A smoother cloud transition
Although obstacles abound, there are plenty of steps that data leaders can take to ensure their cloud deployment is as smooth as possible. Furthermore, taking these steps will help maximise the long-term return on investment of cloud adoption:
1. Centralise new data and computational resources.
Many organisations make too many or too few computational and data analytics resources available — and solutions end up being decentralised and poorly documented. As a result, adoption across the enterprise is slow, users do most of their work in silos or on laptops, and onboarding new data engineers and data scientists is a messy process. Leaders can avoid this scenario by focusing on the core data sets and computational needs for the most common use cases and workflows and centralise the solutions for these. Centralising resources won’t solve every problem, but it will allow companies to focus on the biggest challenges and bottlenecks and help most people move forward.
2. Involve users early.
Oftentimes, months or even years of infrastructure management and deployment work happens before users are told that the cloud environment is ready for use. Unfortunately, that generally leads to cloud environments that simply aren’t that useful. To overcome this waste of resources, data leaders should design for the end-user experience, workflow, and use cases; onboard end users as soon as possible in the process; and then iterate with them to solve the biggest challenges in priority order. They should avoid delaying production usage in the name of designing the perfect architecture or the ideal workflow. Instead, leaders can involve key stakeholders and representative users as early as possible to get real-world feedback on where improvements should be made.

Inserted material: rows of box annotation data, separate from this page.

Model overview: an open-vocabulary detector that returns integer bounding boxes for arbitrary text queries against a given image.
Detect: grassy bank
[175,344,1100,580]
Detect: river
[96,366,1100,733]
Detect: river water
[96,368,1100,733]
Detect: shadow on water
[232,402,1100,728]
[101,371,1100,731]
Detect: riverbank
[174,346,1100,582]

3. Focus on workflows first.
Rather than aiming for a completely robust, scalable, and redundant system on the first iteration, companies should determine the core data sets (or subsets) and the smallest viable set of tools that will allow data engineers and data scientists to perform, say, 80% of their work. They can then gradually gather feedback and identify the next set of solutions, shortening feedback loops as efficiently as possible with each iteration. If a company deals with production data sets and workloads, then it shouldn’t take any shortcuts when it comes to acceptable and standard levels of security, performance, scalability, or other capabilities. Data leaders can purchase an off-the-shelf solution or partner with someone to provide one in order to avoid gaps in capability.
No going back
Cloud technology used to be a differentiator — but now, it’s a staple. The only way for companies to gain a competitive edge is by equipping their data teams with the tools they need to do their best work. Even the most expensive, secure, and scalable solution out there won’t get used unless it actually empowers end users.
Kristopher Overholt works with scalable data science workflows and enterprise architecture as a senior sales engineer at Coiled, whose mission is to provide accessibility to scalable computing for everyone.